・分布 :本州、四国、九州、沖縄(宮古島・石垣島・西表島・与那国島)、台湾、朝鮮半島、中国、ベトナム
・生育地:湖沼、溜池や水田などの浅い水辺
・花期 :7~9月
・草丈:10cm(浮葉植物)
・特徴 :多年生または一年生の浮葉植物であるが、夏に水を抜き干された水田では陸生する。ガガブタに似ているが、花も葉も小形である。根茎から葉柄状の細長い茎が伸び水面近くの節から1~2個の浮葉を展開する。
葉は円心形~卵心形、長さ2~6cm、葉裏は淡赤紫色で微小な腺点がある。花は葉柄の基部に3~10個が束生する。花柄は長さ1~3cm、花冠は白色で基部は黄色、径8㎜ほどで5深裂し裂片の縁に毛がある。蒴果。殖芽か根茎で
越冬する多年草集団と種子での一年草集団がある。
・名前の由来:ヒメ(姫)は草体や花が小さいくこと、シロ(白)は花が白いことからきており、アサザ(浅沙)は花の構造が同属の種のアサザとよく似ていることに由来。ちなみにアサザ(浅沙)は浅い水辺に生えることや早朝から咲くことからきている。
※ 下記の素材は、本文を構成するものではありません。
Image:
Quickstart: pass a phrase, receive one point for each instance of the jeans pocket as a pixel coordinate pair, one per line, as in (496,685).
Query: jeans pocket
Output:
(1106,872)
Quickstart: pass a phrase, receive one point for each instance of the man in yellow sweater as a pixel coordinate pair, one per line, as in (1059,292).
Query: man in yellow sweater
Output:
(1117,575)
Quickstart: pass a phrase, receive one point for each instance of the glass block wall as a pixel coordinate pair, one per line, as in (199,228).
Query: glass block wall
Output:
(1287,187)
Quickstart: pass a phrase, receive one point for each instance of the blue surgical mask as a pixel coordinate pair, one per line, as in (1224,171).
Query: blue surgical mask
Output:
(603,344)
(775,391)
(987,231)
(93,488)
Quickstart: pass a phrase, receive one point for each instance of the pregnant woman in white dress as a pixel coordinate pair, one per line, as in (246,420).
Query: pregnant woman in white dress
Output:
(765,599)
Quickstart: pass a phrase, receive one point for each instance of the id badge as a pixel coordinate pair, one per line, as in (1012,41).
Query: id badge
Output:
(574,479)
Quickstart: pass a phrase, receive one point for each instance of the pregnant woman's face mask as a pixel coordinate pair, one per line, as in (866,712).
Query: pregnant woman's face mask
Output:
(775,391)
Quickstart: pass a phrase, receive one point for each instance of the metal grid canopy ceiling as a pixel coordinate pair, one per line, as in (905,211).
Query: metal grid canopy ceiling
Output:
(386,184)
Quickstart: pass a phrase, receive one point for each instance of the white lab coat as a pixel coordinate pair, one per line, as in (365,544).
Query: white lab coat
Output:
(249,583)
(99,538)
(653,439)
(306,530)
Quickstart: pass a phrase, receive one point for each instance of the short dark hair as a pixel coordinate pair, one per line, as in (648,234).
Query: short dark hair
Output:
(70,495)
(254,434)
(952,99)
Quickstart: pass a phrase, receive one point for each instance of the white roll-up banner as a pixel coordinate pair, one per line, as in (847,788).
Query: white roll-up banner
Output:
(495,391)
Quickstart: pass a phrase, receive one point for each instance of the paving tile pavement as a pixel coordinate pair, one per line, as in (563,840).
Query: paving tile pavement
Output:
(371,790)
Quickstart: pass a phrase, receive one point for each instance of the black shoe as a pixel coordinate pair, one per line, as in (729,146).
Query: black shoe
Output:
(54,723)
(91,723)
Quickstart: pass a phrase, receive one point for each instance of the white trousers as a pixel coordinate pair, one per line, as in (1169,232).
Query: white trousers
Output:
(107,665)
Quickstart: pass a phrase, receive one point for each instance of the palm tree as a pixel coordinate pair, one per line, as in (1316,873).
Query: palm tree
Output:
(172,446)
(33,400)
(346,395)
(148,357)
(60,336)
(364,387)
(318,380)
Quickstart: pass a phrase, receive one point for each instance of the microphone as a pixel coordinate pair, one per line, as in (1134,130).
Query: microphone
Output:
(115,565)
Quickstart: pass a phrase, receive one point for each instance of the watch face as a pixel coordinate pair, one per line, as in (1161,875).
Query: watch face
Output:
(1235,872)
瀬戸内海の干拓地の一画の水田の中に生育している。水田の中でも水はけの良い乾き気味の田んぼと水はけの悪い湿った田んぼがあるが、ヒメシロアサザは後者に生育している。
水はけの悪い水田の中で、水を抜かれて水位が下がり陸生形に移行したように見える個体。葉は大小混ざっており、小さく白い可憐な花も見える。
収穫前の垂れた稲穂が稔る湿った田んぼの中に陸生形で葉を展開し多数の花をつけている。
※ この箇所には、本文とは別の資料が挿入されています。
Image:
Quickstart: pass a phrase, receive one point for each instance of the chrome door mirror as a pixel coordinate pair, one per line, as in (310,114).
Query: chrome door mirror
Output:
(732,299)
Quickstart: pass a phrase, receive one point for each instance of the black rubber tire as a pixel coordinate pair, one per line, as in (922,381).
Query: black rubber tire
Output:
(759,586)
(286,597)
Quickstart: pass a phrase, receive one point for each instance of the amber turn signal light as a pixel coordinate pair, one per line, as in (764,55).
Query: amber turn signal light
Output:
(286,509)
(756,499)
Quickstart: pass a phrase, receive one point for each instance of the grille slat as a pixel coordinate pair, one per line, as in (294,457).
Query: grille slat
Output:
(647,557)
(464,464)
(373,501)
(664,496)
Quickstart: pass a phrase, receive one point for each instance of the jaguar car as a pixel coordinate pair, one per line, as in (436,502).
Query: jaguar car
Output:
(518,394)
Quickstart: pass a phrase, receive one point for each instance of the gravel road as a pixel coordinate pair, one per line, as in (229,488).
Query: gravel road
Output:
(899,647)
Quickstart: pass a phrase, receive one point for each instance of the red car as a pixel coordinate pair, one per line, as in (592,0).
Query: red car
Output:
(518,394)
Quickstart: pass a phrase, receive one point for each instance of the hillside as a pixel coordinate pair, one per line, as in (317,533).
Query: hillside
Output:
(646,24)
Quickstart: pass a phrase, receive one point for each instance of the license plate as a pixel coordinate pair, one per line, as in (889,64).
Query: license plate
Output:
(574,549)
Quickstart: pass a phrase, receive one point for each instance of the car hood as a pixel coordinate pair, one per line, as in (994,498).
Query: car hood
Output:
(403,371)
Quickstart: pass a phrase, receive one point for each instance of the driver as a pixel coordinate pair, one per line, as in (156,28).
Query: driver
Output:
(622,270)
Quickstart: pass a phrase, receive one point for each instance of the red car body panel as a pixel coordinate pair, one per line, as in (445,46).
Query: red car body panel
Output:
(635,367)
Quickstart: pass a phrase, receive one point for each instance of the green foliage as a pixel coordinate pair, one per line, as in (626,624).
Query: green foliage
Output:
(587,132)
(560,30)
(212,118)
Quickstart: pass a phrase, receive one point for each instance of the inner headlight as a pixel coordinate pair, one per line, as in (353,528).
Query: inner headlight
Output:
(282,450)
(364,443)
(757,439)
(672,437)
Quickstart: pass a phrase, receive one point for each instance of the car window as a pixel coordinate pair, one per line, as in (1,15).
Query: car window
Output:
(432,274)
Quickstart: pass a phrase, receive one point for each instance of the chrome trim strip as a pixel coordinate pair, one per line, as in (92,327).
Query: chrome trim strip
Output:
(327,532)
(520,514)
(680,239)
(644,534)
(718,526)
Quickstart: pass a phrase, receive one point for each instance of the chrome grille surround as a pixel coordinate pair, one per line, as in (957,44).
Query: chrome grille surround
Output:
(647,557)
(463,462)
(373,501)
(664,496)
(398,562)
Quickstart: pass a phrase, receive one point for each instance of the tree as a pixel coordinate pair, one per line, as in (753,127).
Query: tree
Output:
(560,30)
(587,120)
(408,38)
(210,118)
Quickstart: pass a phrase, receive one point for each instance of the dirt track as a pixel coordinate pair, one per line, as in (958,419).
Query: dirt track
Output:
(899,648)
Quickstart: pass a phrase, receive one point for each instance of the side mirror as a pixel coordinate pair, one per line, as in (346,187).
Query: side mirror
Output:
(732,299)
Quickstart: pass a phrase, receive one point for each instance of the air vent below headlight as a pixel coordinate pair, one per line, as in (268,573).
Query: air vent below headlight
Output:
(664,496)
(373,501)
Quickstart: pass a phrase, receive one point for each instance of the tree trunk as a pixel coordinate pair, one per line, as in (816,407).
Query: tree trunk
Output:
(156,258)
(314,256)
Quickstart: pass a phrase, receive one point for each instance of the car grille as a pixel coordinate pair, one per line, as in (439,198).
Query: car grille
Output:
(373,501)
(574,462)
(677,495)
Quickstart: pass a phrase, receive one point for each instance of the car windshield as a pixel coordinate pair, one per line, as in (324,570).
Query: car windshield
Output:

水深数センチの浅い水田の水溜りに浮葉を広げて、花を咲かせた個体。周辺にはウキクサが浮かんでいる。
前画像の下部の4個の花を拡大した画像である。花冠が5深裂と4深裂の花が混じっている。
右側から細い茎を伸ばし、途中の節から発芽して根茎を下ろし花冠が5裂した普通の花を1個咲かせている。左側の大きな葉の表面には紫褐色の斑状模様が入っている。
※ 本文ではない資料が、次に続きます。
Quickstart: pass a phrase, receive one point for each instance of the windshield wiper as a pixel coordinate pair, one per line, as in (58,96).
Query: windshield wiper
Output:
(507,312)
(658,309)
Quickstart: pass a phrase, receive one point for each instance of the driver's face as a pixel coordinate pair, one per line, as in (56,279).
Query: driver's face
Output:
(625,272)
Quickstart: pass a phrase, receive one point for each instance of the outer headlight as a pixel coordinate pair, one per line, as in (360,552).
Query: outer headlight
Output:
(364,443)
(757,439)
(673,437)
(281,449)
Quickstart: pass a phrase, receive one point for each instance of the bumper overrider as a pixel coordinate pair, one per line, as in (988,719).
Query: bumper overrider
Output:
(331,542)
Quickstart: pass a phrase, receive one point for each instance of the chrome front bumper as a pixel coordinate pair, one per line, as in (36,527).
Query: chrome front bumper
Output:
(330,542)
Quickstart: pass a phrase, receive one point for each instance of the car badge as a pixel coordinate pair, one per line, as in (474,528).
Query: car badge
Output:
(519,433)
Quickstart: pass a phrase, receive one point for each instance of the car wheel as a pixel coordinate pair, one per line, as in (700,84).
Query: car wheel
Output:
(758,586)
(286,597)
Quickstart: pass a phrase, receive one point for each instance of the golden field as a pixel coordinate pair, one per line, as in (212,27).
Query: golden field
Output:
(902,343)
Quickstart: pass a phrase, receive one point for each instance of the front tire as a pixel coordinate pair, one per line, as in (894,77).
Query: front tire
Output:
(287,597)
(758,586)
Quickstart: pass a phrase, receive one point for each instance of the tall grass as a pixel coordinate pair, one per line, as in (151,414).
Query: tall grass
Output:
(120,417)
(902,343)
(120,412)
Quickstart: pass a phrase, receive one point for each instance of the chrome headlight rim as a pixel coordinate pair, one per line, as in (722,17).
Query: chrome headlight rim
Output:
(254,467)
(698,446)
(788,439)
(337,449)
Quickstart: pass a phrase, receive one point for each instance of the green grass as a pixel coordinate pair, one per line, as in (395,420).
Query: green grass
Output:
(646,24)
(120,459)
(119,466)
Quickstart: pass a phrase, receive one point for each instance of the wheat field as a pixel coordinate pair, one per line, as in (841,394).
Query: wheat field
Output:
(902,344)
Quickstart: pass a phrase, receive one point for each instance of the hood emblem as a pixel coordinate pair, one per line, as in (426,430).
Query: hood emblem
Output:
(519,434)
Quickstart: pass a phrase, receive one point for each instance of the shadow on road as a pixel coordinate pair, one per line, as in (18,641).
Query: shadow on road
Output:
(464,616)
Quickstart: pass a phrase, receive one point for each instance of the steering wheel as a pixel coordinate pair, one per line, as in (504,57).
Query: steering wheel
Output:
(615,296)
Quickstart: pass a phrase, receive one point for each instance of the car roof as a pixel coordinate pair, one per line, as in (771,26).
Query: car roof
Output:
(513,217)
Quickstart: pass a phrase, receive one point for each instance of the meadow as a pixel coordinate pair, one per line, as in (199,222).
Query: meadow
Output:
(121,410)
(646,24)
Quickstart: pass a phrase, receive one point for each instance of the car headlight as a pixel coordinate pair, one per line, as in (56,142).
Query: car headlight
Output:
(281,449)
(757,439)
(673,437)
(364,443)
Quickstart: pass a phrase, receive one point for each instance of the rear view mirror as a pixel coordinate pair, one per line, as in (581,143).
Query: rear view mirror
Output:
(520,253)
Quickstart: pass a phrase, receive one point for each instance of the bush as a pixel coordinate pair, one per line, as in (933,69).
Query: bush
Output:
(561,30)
花冠が5裂した普通の花で、雄しべは花冠の基部につき5個、雌しべはの柱頭は2個ある。花冠は白色、基部は黄色で径約8mm、5深裂した裂片の先には短毛がある。
浅い水溜りに浮葉を展開している花冠が4深裂した個体。葉は卵状である。
普通の花冠が5深裂した花は雄しべが5個、雌しべの柱頭は2個であるが、この花冠が4深裂した花は雄しべが4個である。この場所に生育する個体では
4深裂した花はあまり珍しくないようである。また、普通は花冠の裂片の先にのみ短毛があるといわれているが、4深裂、5深裂にかかわらず裂片の中央部にも短毛が見られる。
ヒメシロアサザはスイレン科のヒツジグサと似た浮葉をつけるが、ヒツジグサは水底にある地下茎から長い葉柄を伸ばすのに対して、ヒメシロアサザは葉柄によく似た節のある細い茎を伸ばし浮葉をつける。
この違いがよく分かるのは水位が減り陸生形になった時で細い茎の節から出芽して根を下ろし根茎から花をつける。開花する花もあるが閉鎖花もある。
植物を観察する人にとってはヒメシロアサザの集団はうれしいが、稲田の持ち主にとっては肥料分を取られる雑草であり保護の方法に工夫が必要である。
稲穂が垂れて稲刈りが近い水のない干上がった田んぼに群生しているヒメシロアサザ。陸生形で群生し田んぼの地面が見えないほど多数の葉を広げ、小さな花をつけている。
雑感:葉と花の形状はガガブタそっくりであるが、大きさが半分ほどで小さい。花が咲く7~9月は田んぼの水も抜かれて、土壌は湿ってはいるが干上がっており、ヒメシロアサザは浮葉植物としてより
ロゼット状に根茎から茎を出して茎先に葉をつけた陸生形の姿を見る機会が多い。稲作の農家にとっては水田雑草であり除草され、また灌漑工事が進み湿気の少ない乾いた田んぼが増えたために
ヒメシロアサザには生育しにくい環境になっている。